A pesar de su evidente decadencia, Barcelona sigue siendo una ciudad líder a la hora de relucir las palpitaciones de un presente determinado. Esta misma semana, sabíamos que el alcalde Collboni se veía obligado a pagar una multa de 50 euros después de haberse grabado en bicicleta (conmemorando el día internacional de las dos ruedas sostenibles) en una zona prohibida del Carrer Avinyó. Pese a ser comprensible que la más alta instancia ciudadana pueda desconocer las contingencias de movilidad de una calle –a pesar de tenerla a 200 metros de su oficina– sorprende que ninguno de sus múltiples asesores se tomara la molestia de mirárselo un poquito. La dejadez convierte la anécdota en categoría, y más aún en una semana en la que hemos sabido que cerraba el Versalles de Sant Andreu y que continúa el destrozo de casas modernistas en el barrio del Farró. La ciudad se nos va muriendo paulatinamente.
Ésta es la misma y espantosa mediocridad patente durante la presente campaña europea, que ha tenido el mérito de haber sido una de las contiendas electorales de nivel más inframental de la historia de la democracia. Es normal que la mayoría de partidos del Viejo Continente hablen poco de los retos que asaltan Europa y que acostumbren a recluirse en los debates internos de más corto vuelo, pero nunca habríamos imaginado algo tan chabacano. El único interés de los debates electorales (que han alcanzado mínimos de audiencia histórica) ha sido comprobar cómo los políticos que se presentan en Catalunya tienen un nivel discursivo que no pasaría ni las PAU. Vista la tragedia general, bastará con rezar porque los países desvelados del nord enllà (muchos de ellos liderados por reaccionarios ultras o populistas progres) no se hayan mirado mucho el espectáculo, porque al final nos acabarán negando cualquier rescate.

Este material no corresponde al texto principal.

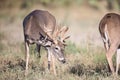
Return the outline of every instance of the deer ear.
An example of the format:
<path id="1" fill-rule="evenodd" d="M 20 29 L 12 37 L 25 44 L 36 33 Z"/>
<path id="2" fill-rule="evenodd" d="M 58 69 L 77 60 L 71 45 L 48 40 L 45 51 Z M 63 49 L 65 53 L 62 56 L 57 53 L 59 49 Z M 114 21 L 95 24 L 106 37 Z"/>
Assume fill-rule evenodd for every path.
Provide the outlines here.
<path id="1" fill-rule="evenodd" d="M 44 44 L 45 47 L 51 47 L 51 45 L 52 45 L 52 42 L 50 42 L 50 41 L 48 41 Z"/>

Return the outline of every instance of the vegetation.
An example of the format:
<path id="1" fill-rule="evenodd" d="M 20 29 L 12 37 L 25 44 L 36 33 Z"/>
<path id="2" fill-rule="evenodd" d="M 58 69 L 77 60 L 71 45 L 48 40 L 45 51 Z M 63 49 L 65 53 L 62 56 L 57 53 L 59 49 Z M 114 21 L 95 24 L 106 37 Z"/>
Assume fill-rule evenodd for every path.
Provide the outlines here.
<path id="1" fill-rule="evenodd" d="M 91 22 L 92 20 L 94 20 L 94 18 L 97 18 L 94 20 L 96 21 L 94 23 L 99 22 L 98 19 L 100 19 L 103 14 L 109 11 L 107 10 L 105 13 L 101 13 L 99 11 L 101 6 L 99 2 L 102 1 L 107 3 L 105 9 L 119 10 L 119 0 L 114 0 L 114 2 L 112 3 L 111 1 L 113 0 L 2 0 L 0 2 L 0 80 L 116 79 L 111 75 L 111 72 L 109 71 L 103 45 L 101 47 L 100 45 L 96 46 L 95 44 L 93 44 L 95 41 L 98 40 L 98 31 L 96 31 L 96 26 L 98 26 L 98 24 L 93 25 L 93 23 Z M 78 8 L 76 9 L 76 7 L 70 7 L 72 5 L 77 6 Z M 87 6 L 87 8 L 83 8 L 83 10 L 79 11 L 82 5 L 85 7 Z M 38 7 L 34 8 L 34 6 Z M 68 8 L 64 9 L 64 7 Z M 88 37 L 86 42 L 83 41 L 84 43 L 82 44 L 81 42 L 79 42 L 81 45 L 84 46 L 78 45 L 72 40 L 69 40 L 67 42 L 67 46 L 65 48 L 65 57 L 67 63 L 61 64 L 59 61 L 56 60 L 57 76 L 54 76 L 52 72 L 49 72 L 47 70 L 47 54 L 44 48 L 41 51 L 42 57 L 38 58 L 34 51 L 35 45 L 33 45 L 30 46 L 29 73 L 27 77 L 24 77 L 25 51 L 23 43 L 24 39 L 22 21 L 26 14 L 36 8 L 51 11 L 53 12 L 53 14 L 57 14 L 54 15 L 55 17 L 62 16 L 63 24 L 67 23 L 69 24 L 70 28 L 77 28 L 73 30 L 76 33 L 77 31 L 81 33 L 80 31 L 82 31 L 83 29 L 84 34 L 80 35 L 79 37 L 84 38 L 84 36 L 87 36 L 85 35 L 85 33 L 90 36 L 90 39 Z M 89 11 L 89 9 L 92 10 Z M 75 13 L 75 10 L 78 12 Z M 63 13 L 65 13 L 65 15 Z M 92 14 L 94 14 L 95 16 L 91 16 Z M 87 16 L 90 16 L 90 19 Z M 80 25 L 81 23 L 82 26 Z M 89 23 L 92 25 L 90 25 Z M 96 31 L 96 35 L 94 36 L 93 34 L 93 37 L 95 39 L 91 38 L 92 31 L 88 31 L 89 28 L 93 29 L 93 31 Z M 77 37 L 76 33 L 75 38 Z M 113 60 L 115 63 L 115 58 L 113 58 Z M 116 80 L 119 80 L 119 78 L 120 76 L 118 76 Z"/>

El panorama es desolador y por eso tendremos que contrarrestarlo con un buen fin de semana de relax, sobre todo en domingo. La tradición abstencionista manda precipitarse hacia la playa, aunque –en el caso de Barcelona– dirigirse ahí es un deporte de riesgo, pues la costa barcelonesa sólo es garantía de turistada y de una cuota de paellas (tan caras como espantosas) por metro cuadrado de proporciones oceánicas. Yo optaría por un acto de desbarajuste atrevido, como dirigirse a la vermutería predilecta y alargar una ingesta originalmente prevista de olivas y chips hasta una comida opípara como Dios manda. Esto nos ayudará a divisar las dos de la tarde medio entonaditos; acto seguido, recomiendo encarar la segunda parte del día tumbados en el sofá delante de una película entretenida, del tipo Sátántangó de Bél Tarr (450 minutos de duración, dice la Wikipedia), que nos asegure una siesta eterna de pijama y orinal.
Entre pitos y flautas, así tocaremos de cerca el anochecer y uno ya no tendrá tiempo de dirigirse al colegio electoral. La mejor opción para rematar el día será recuperarse de la siesta con una buena ducha y dar un paseo vespertino por Ciutat Vella. Los guiris todavía están por ahí los domingos –bueno, de hecho están todos los días del año– pero tienen la decencia de cenar temprano. Si paseáis por la calle Avinyó en dirección al mar, una ruta magnífica para deambular, no tengáis miedo; porque si incluso el alcalde ha recibido una multa no creo que la conciudadanía tenga la osadía de emularlo. Si todavía os queda un poco de tiempo hasta las primeras encuestas, podéis releer los cuatro periódicos que habíais comprado por la mañana para informados (de hecho, habéis comentado con vuestra costella que el domingo es el gran día de la prensa, “porque hay menos noticias y más contenido”) y de los que no habéis terminado leyendo ni un puñetero artículo.
Tras esta campaña tan apasionante y docta como pocas, la ciudadanía se ha ganado este domingo de holgazanería y el derecho a no seguir participando en la farsa
Tras esta campaña tan apasionante y docta como pocas, la ciudadanía se ha ganado este domingo de holgazanería y el derecho a no seguir participando en la farsa, mientras no se llegue a unos mínimos de racionalidad básica. Ahora, para rematar ese día-del-señor, sólo nos queda pedirnos unos nachos con mucho guacamole y queso –el más infecto posible, a poder ser– y contemplar la hostia planetaria de la partitocracia nacional, especialmente la más patriótica. El batacazo sólo tendrá una contraindicación: Tomàs Molina volverá a TV3 y, desgraciadamente, las lluvias se detendrán de repente y volveremos a la sequía. Pero vale la pena. Pagaremos todas las desalinizadoras de agua marítima que sean necesarias.